Mürver, böğürtlen ve frenk üzümü esas olarak asillenmemiş antosiyaninler içerirken, asillenmiş antosiyaninler kırmızı turp, mor mısır, siyah havuç, kırmızı lahana ve mor tatlı patateste bulunur. Araştırmalar ayrıca, asillenmiş antosiyaninlerin, anti-diyabetik özellikler açısından böğürtlen ve frenk üzümünde bulunan asillenmemiş antosiyaninlerden daha üstün olabileceğini göstermektedir. Fakat iki tip antosiyanin üzerine yapılan çalışmalar, tasarım ve analiz yöntemlerinde farklılık göstermekte ve biyolojik aktivitedeki farklılıklar hakkında net sonuçlar çıkarmayı zorlaştırmaktadır.
Antosiyaninlerin vücuttaki antidiyabetik etkileri
Antosiyaninler kan şekeri seviyelerini düşürür
Antosiyaninlerin farmakolojik etkilerinden biri, karbonhidrat sindirim enzimlerinin inhibisyonudur ve bu da kan şekeri seviyelerinde bir azalmaya yol açar. Ek olarak, araştırmalar antosiyaninlerin karaciğer ve kaslardaki glikoz ve lipit metabolizması yollarını aktive ettiğini ve bunun da kan şekeri seviyelerinin düşürülmesine katkıda bulunduğunu göstermiştir.
Bir çalışmada diyabetik farelerin 2 hafta boyunca serbestçe beslenmelerine izin verilirken, asillenmemiş antosiyaninler içeren dut meyvesi ekstresi ile desteklenenlerde, çalışmanın sonunda kan şekeri seviyeleri, takviye edilmemiş farelerden yaklaşık% 30 daha düşüktü .
Benzer şekilde, başka bir çalışmada diyabetik farelere 4 hafta boyunca günlük 500 mg / kg dozunda mor tatlı patatesten asillenmiş antosiyanin ekstraktları verilmesinin kan glukozunda önemli bir azalmaya ve tedavi gruplarında insülin duyarsızlığında iyileşmeye yol açtığı bulunmuştur. Antosiyaninlerin kan şekeri düşürücü etkileri, glikoz ve lipid metabolizması için çok önemli olan AMPK (AMP-aktive edici protein kinaz) ve PI3K / AKT (fosfoinositid 3 kinaz / protein kinaz B) yolaklarının antosiyanin aktivasyonuna bağlanmıştır.

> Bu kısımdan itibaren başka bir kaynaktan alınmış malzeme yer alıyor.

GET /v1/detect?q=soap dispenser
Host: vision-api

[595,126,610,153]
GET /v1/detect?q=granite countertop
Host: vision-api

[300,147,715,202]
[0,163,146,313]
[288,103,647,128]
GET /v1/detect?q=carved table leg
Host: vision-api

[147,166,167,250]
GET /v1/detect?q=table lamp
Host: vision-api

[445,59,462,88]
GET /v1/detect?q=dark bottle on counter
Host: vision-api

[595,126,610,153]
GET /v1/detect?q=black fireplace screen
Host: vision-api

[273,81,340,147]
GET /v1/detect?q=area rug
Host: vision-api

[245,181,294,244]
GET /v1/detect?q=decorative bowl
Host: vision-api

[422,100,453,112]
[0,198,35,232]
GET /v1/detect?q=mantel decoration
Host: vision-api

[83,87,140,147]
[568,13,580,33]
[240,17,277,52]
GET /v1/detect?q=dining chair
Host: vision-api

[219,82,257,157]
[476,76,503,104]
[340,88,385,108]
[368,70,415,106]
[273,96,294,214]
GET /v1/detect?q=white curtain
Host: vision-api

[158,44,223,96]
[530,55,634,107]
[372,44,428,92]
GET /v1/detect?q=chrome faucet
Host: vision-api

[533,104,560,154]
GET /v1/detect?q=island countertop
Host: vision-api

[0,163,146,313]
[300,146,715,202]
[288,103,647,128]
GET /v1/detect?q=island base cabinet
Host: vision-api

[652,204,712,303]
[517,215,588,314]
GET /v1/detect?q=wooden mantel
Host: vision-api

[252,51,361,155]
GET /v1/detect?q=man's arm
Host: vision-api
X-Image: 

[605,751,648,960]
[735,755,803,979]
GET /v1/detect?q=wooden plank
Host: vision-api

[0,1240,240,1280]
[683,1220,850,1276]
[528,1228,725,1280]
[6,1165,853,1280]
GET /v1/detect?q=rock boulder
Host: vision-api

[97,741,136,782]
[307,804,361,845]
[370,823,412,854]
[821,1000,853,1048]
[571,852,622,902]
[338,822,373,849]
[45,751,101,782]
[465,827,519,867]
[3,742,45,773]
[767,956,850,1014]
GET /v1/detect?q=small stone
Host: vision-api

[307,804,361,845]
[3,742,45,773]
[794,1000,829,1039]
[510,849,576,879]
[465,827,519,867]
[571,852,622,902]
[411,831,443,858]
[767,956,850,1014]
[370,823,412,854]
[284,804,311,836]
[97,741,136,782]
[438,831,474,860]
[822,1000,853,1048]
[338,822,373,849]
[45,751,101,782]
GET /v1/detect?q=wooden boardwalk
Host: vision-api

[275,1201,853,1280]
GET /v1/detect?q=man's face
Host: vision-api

Antosiyaninler inflamasyonu azaltır
Karbonhidrat veya yağ yemek, kısa süreli enflamatuar bağışıklık tepkisini tetikler. Normalde, iltihap hızla kaybolur, ancak kaybolmazsa kronikleşebilir. Kronik inflamasyon, pankreastaki insülin salgılayan hücrelere zarar verebilir, bu da obeziteye, insülin direncine ve tip 2 diyabete yol açabilir. Diyabetik farelerle yapılan çalışmalarda, hem asillenmemiş hem de asillenmiş antosiyaninlerin diyet takviyesi iltihabı azaltmıştır. Enflamasyondaki bu azalma insülin direncini azaltır ve diyabette glikoz metabolizmasını iyileştirir.
Antosiyaninler bağırsak sağlığını destekler
Mor tatlı patates ve Concord üzümü gibi çeşitli kaynaklardan elde edilen asillenmiş antosiyaninlerin, yararlı bakterilerin büyümesini teşvik ederek, zararlı bakterilerin büyümesini engelleyerek ve üretimini artırarak bağırsak mikrobiyotasını etkilediği gösterilmiştir. Bağırsak sağlığı ve glisemik kontrol için faydalıdır.
Buraya kadar okuduysanız antosiyaninler hakkında çok şey öğrendiniz demektir. Diyeceğimiz o ki: ANTOSİYANİNLENDİK!